The Tamper protection policy option in Nebula protects endpoints by limiting the end-user's ability to uninstall the endpoint agent. It also prevents malicious threats from stopping, modifying, or deleting the endpoint agent.
Tamper protection settings
To find and toggle these options in Nebula:
- Go to Configure > Policies.
- Select a policy.
- Select the Tamper protection tab.
For the default settings, see ThreatDown recommended policy for Nebula.
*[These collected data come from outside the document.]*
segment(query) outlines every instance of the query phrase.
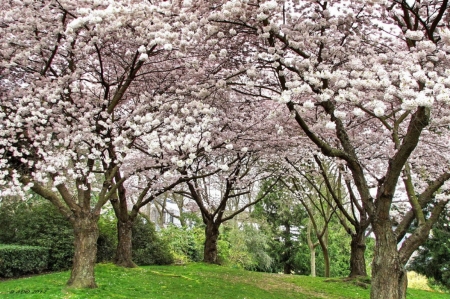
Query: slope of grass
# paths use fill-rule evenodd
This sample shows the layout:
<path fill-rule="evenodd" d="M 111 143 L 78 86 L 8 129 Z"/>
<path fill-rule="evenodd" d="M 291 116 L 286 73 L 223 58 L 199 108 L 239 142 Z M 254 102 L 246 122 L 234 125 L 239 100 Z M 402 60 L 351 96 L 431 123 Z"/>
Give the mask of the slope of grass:
<path fill-rule="evenodd" d="M 344 279 L 267 274 L 216 265 L 96 267 L 99 287 L 74 290 L 68 272 L 0 282 L 0 298 L 369 298 L 364 283 Z M 408 290 L 408 298 L 444 299 L 448 294 Z"/>

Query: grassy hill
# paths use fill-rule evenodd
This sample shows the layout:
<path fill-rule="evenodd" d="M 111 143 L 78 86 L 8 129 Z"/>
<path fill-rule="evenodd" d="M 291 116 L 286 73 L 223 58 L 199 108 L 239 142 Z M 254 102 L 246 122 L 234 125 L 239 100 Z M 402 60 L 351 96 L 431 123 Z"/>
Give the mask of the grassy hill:
<path fill-rule="evenodd" d="M 97 289 L 65 286 L 69 272 L 0 281 L 1 298 L 369 298 L 364 281 L 249 272 L 201 263 L 123 269 L 96 267 Z M 445 299 L 448 294 L 408 289 L 408 298 Z"/>

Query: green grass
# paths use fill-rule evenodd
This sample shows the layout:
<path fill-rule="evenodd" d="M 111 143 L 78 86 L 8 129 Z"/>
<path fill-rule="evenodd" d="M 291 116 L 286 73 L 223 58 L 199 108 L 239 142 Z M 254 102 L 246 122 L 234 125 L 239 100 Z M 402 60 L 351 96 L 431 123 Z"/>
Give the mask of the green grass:
<path fill-rule="evenodd" d="M 364 281 L 248 272 L 201 263 L 123 269 L 96 267 L 97 289 L 65 286 L 69 272 L 0 281 L 0 298 L 369 298 Z M 358 284 L 358 285 L 357 285 Z M 408 289 L 408 298 L 444 299 L 448 294 Z"/>

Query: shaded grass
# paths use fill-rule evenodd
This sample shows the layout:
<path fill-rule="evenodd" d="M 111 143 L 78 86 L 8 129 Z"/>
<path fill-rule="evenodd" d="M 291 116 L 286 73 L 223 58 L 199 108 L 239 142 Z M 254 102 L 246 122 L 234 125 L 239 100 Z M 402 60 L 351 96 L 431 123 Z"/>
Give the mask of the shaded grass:
<path fill-rule="evenodd" d="M 1 298 L 369 298 L 370 288 L 352 280 L 248 272 L 202 263 L 124 269 L 99 264 L 97 289 L 65 286 L 68 272 L 0 282 Z M 408 298 L 444 299 L 408 289 Z"/>

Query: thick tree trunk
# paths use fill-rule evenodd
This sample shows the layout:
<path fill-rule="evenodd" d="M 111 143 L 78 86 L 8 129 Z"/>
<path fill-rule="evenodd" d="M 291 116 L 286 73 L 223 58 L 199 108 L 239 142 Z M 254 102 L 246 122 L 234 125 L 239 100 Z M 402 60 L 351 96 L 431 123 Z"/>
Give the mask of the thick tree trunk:
<path fill-rule="evenodd" d="M 67 285 L 73 288 L 96 288 L 94 277 L 97 256 L 98 217 L 88 215 L 74 220 L 74 249 L 72 272 Z"/>
<path fill-rule="evenodd" d="M 404 299 L 407 287 L 406 271 L 400 263 L 397 239 L 390 221 L 375 224 L 374 232 L 376 246 L 372 263 L 370 298 Z"/>
<path fill-rule="evenodd" d="M 353 234 L 350 243 L 350 277 L 367 276 L 365 251 L 366 236 L 364 231 Z"/>
<path fill-rule="evenodd" d="M 134 268 L 132 256 L 132 229 L 134 221 L 117 220 L 117 248 L 114 256 L 114 264 L 126 268 Z"/>
<path fill-rule="evenodd" d="M 203 261 L 210 264 L 219 264 L 217 258 L 217 240 L 219 239 L 220 224 L 214 222 L 206 223 L 205 227 L 205 247 L 203 251 Z"/>

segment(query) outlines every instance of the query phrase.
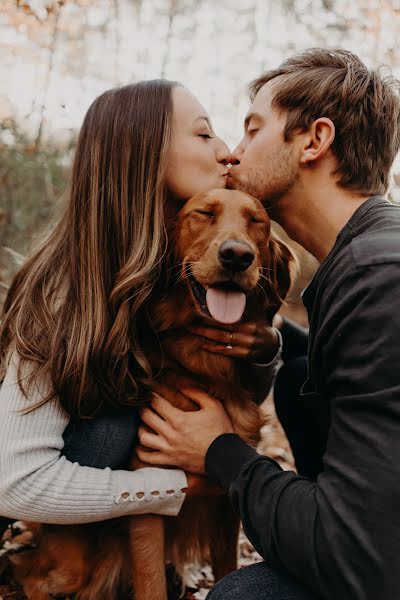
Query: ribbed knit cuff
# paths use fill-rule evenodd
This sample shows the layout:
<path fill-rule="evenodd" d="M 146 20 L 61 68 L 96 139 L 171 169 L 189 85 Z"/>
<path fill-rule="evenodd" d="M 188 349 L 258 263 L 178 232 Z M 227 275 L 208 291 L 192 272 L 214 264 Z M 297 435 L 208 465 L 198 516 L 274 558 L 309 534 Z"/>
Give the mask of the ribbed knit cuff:
<path fill-rule="evenodd" d="M 224 433 L 217 437 L 207 450 L 206 473 L 229 491 L 231 483 L 238 477 L 243 465 L 259 457 L 236 433 Z"/>

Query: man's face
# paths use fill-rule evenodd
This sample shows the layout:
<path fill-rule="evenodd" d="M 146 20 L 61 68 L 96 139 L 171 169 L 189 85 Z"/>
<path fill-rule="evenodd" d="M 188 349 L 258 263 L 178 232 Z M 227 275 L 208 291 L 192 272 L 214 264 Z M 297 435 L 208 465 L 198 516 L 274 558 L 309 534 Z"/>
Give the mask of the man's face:
<path fill-rule="evenodd" d="M 266 83 L 250 107 L 228 179 L 228 187 L 255 196 L 267 209 L 292 189 L 299 166 L 295 144 L 283 137 L 286 114 L 271 107 L 274 83 Z"/>

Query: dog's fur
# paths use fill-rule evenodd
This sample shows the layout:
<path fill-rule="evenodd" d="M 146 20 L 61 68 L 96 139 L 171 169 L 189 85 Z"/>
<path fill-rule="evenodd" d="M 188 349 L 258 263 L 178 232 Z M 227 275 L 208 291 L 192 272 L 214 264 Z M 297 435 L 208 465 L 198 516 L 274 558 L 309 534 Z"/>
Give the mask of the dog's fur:
<path fill-rule="evenodd" d="M 205 351 L 203 341 L 187 331 L 191 325 L 211 323 L 192 285 L 194 279 L 203 288 L 229 281 L 246 293 L 243 321 L 271 322 L 290 286 L 293 256 L 271 235 L 260 202 L 237 191 L 213 190 L 190 199 L 171 226 L 169 239 L 168 269 L 148 310 L 157 334 L 148 336 L 145 348 L 155 387 L 161 394 L 165 386 L 176 390 L 168 399 L 183 410 L 196 410 L 178 390 L 187 384 L 201 386 L 224 404 L 235 431 L 255 446 L 261 417 L 245 361 L 228 352 Z M 251 247 L 255 258 L 247 269 L 224 269 L 219 248 L 226 240 Z M 10 561 L 29 600 L 49 600 L 50 594 L 60 593 L 76 593 L 79 600 L 112 600 L 117 587 L 128 590 L 132 580 L 137 600 L 166 600 L 166 561 L 182 569 L 188 562 L 208 560 L 216 579 L 236 568 L 238 525 L 226 496 L 188 497 L 174 518 L 143 515 L 83 526 L 29 524 L 21 535 L 29 534 L 37 548 Z"/>

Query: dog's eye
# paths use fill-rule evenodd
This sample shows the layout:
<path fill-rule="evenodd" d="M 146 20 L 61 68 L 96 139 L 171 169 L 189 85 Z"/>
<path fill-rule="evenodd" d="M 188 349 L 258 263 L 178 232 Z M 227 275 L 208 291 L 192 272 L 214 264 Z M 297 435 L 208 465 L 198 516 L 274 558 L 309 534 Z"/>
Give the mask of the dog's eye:
<path fill-rule="evenodd" d="M 257 219 L 256 217 L 251 217 L 251 223 L 264 223 L 264 221 Z"/>
<path fill-rule="evenodd" d="M 195 212 L 199 215 L 205 215 L 206 217 L 210 217 L 210 219 L 214 217 L 214 213 L 211 210 L 196 210 Z"/>

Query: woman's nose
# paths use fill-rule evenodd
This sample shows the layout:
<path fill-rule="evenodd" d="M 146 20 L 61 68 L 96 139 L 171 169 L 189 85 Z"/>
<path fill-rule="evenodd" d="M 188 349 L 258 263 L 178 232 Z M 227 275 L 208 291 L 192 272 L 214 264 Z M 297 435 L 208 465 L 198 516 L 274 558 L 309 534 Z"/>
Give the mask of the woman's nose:
<path fill-rule="evenodd" d="M 223 165 L 229 165 L 231 162 L 231 151 L 222 140 L 217 149 L 217 161 Z"/>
Options in this section are as follows:
-
Uninstall Protection: This feature is enabled by default and stops all endpoint users from uninstalling the endpoint agent software or stopping the service by requiring a separate tamper protection uninstall password. Users who attempt to uninstall the endpoint agent cannot proceed without this tamper protection uninstall password.
- Click the show password icon
to view the current uninstall password in case you forgot the tamper protection uninstall password.
Note: This button only displays after the default tamper protection uninstall password has been changed in the policy. - Click the copy icon
to copy the current tamper protection uninstall password when shown.
- Click Change password to modify the current tamper protection uninstall password.
CAUTION - If an endpoint is unable to communicate with Nebula and the uninstall password is changed, the previous password may be required to uninstall the software.
- Click the show password icon
-
Service and Process Protection (Windows only): Prevents malware from stopping, modifying, or deleting the following Windows services:
- Malwarebytes Endpoint Agent: Handles the communication between Nebula and the endpoint. Protected on Windows 10 Build 1703 and above.
- Malwarebytes Service: Protection component that blocks and removes threats. Protected on Windows 7 and above.
Notes
- Both features require Endpoint Protection or Endpoint Detection and Response.
- Both features do not support Windows XP endpoints.